A ADVA, organização não-governamental, pesquisou o outro lado da moeda. Os presidentes das cem principais companhias privadas do país recebem ao redor de 154,3 mil dólares por trinta dias de suor engravatado, mais de 62 vezes o salário médio de Israel. Essa disparidade faz do país o quinto mais desigual entre os 35 que compõem a OCED (Organização para a Cooperação e Desenvolvimento Econômico), entidade que agrupa as nações com maior PIB per capita do planeta.

Mikhail Frunze/Opera Mundi

Efraim Davidi, professor da Universidade de Tel Aviv: “conflito principal é contra a oligarquia sionista, não entre povos”

Desde os anos 80, a diferença de renda subiu 4,3%, na média dos integrantes da OCDE, entre os 10% mais ricos e os 10% mais pobres. Mas essa escalada cravou 13,8% em Israel. A curva calculada pelo índice Gini tampouco é alentadora: o patamar israelense de desigualdade subiu de 35,5 para 39,2 entre 2001 e 2008, colocando o país na 65ª pior posição, com mais disparidade que o Iêmen e o Egito.

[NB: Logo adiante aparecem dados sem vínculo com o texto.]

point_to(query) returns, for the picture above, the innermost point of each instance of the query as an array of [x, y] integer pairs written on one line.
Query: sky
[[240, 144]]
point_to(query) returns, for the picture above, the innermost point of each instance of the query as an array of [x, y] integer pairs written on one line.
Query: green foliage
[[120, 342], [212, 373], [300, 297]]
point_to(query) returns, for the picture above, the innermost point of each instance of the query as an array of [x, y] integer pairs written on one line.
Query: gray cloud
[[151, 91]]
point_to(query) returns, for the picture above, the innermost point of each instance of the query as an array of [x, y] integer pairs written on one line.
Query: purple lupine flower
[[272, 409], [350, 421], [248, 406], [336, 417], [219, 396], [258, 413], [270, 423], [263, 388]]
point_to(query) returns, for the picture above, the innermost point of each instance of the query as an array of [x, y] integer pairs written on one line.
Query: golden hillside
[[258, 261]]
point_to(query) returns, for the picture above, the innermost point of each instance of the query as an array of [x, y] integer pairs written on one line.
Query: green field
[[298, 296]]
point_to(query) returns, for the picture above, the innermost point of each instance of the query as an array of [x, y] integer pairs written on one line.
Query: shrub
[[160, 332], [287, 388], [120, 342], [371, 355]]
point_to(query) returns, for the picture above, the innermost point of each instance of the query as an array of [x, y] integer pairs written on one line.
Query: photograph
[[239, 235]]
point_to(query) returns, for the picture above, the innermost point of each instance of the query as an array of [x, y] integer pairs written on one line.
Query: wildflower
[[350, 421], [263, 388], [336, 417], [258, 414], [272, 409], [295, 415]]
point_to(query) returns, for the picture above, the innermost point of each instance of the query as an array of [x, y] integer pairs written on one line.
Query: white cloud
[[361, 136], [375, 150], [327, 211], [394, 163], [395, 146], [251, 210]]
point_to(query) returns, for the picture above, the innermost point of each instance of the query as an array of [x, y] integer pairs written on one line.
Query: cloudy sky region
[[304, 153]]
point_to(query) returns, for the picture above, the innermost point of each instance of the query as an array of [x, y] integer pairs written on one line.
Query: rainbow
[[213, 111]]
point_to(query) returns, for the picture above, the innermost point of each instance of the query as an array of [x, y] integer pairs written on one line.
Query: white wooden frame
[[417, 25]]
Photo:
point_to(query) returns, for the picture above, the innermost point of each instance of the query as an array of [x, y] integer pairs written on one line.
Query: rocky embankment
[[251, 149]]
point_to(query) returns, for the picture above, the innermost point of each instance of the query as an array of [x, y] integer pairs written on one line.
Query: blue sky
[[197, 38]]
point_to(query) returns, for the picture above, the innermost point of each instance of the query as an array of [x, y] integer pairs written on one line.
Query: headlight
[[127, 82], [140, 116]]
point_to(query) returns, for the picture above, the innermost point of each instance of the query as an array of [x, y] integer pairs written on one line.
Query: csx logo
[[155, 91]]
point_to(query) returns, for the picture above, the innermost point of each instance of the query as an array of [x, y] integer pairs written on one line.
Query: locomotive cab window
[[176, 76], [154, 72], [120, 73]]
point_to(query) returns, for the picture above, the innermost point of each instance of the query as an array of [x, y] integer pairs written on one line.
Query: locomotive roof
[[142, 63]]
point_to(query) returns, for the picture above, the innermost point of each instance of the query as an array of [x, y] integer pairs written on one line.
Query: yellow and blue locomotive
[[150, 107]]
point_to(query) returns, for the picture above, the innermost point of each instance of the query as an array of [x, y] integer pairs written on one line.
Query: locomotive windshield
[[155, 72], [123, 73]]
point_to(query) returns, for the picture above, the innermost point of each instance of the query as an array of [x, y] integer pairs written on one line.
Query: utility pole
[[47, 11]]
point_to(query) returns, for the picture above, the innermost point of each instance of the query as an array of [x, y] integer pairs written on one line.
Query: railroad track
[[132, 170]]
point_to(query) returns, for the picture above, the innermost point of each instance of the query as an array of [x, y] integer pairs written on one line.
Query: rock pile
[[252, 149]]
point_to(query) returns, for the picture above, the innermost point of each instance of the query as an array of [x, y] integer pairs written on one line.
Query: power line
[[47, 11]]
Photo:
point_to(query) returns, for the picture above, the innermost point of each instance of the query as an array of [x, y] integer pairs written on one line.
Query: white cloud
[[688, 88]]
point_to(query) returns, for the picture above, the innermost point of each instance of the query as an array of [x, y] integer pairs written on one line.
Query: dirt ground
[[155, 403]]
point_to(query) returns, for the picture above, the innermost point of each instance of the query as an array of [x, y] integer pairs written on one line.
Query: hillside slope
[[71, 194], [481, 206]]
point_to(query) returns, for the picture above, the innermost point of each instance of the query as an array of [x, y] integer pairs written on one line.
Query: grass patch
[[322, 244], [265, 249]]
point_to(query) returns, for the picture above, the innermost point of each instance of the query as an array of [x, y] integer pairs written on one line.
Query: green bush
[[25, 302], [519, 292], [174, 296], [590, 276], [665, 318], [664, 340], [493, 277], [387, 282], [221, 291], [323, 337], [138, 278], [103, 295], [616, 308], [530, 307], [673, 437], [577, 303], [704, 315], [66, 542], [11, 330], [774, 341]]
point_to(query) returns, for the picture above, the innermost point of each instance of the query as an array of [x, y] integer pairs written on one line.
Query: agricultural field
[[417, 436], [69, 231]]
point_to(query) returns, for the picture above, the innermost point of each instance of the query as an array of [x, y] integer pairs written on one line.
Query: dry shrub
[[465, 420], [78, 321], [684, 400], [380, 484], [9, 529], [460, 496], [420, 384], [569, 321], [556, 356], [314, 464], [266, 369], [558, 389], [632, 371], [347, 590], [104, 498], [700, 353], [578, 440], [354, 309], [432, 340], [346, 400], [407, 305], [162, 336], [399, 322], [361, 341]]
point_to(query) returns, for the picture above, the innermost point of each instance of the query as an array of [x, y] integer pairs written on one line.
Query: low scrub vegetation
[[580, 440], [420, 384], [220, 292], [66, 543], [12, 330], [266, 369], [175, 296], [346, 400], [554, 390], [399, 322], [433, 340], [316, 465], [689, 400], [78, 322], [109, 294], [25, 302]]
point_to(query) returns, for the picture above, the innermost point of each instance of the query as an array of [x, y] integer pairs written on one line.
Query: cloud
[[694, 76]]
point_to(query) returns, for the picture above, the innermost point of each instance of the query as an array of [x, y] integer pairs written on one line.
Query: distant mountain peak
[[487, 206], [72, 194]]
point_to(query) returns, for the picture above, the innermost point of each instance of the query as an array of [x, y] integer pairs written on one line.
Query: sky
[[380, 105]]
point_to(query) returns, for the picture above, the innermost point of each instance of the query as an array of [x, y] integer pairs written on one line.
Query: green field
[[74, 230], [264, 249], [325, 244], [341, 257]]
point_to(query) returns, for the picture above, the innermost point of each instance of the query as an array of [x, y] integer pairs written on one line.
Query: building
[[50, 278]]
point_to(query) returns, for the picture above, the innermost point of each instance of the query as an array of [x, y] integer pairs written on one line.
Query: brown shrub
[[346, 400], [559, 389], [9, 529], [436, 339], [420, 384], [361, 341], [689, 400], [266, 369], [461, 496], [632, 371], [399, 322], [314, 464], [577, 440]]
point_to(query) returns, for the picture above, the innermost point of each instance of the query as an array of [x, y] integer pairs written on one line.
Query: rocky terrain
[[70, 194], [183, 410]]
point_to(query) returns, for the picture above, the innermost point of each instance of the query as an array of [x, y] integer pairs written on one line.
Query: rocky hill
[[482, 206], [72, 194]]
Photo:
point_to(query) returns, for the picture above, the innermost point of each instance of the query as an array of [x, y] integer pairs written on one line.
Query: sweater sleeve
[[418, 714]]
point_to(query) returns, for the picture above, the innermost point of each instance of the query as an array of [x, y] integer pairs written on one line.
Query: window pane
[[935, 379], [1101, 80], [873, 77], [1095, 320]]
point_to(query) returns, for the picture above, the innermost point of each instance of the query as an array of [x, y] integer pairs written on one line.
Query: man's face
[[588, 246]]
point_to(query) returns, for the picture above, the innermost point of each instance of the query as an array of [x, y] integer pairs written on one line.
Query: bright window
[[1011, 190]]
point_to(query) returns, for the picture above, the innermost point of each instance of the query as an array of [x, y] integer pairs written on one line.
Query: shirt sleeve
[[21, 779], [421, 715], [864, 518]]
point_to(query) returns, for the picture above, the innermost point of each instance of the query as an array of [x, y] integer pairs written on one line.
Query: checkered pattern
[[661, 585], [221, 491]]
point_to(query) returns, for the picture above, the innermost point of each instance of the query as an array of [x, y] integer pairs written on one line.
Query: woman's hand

O que também impressiona é a combinação destas estatísticas com o 16º lugar que Israel ocupa no ranking de desenvolvimento humano elaborado pela Nações Unidas. Como essa avaliação reúne apenas esperança de vida, natalidade, escolaridade, alfabetização e PIB, pode-se concluir que Israel funciona como uma tesoura: enquanto sua riqueza sobe rapidamente, a renda do trabalho desce.

Desigualdade

Nem a queda é igual para todos. Os judeus asquenazes recebem salários 33% acima da média. Os sefarditas, apenas 7%. As mulheres ficam 25% abaixo dessa média. Os árabes-israelenses, 33%. O grupo intermediário na escala social, que recebe entre 1,9 e 3,2 mil dólares, a valores atuais, representava 33% nos anos 80. Mas havia derrapado, em 2011, para 27,5% da população.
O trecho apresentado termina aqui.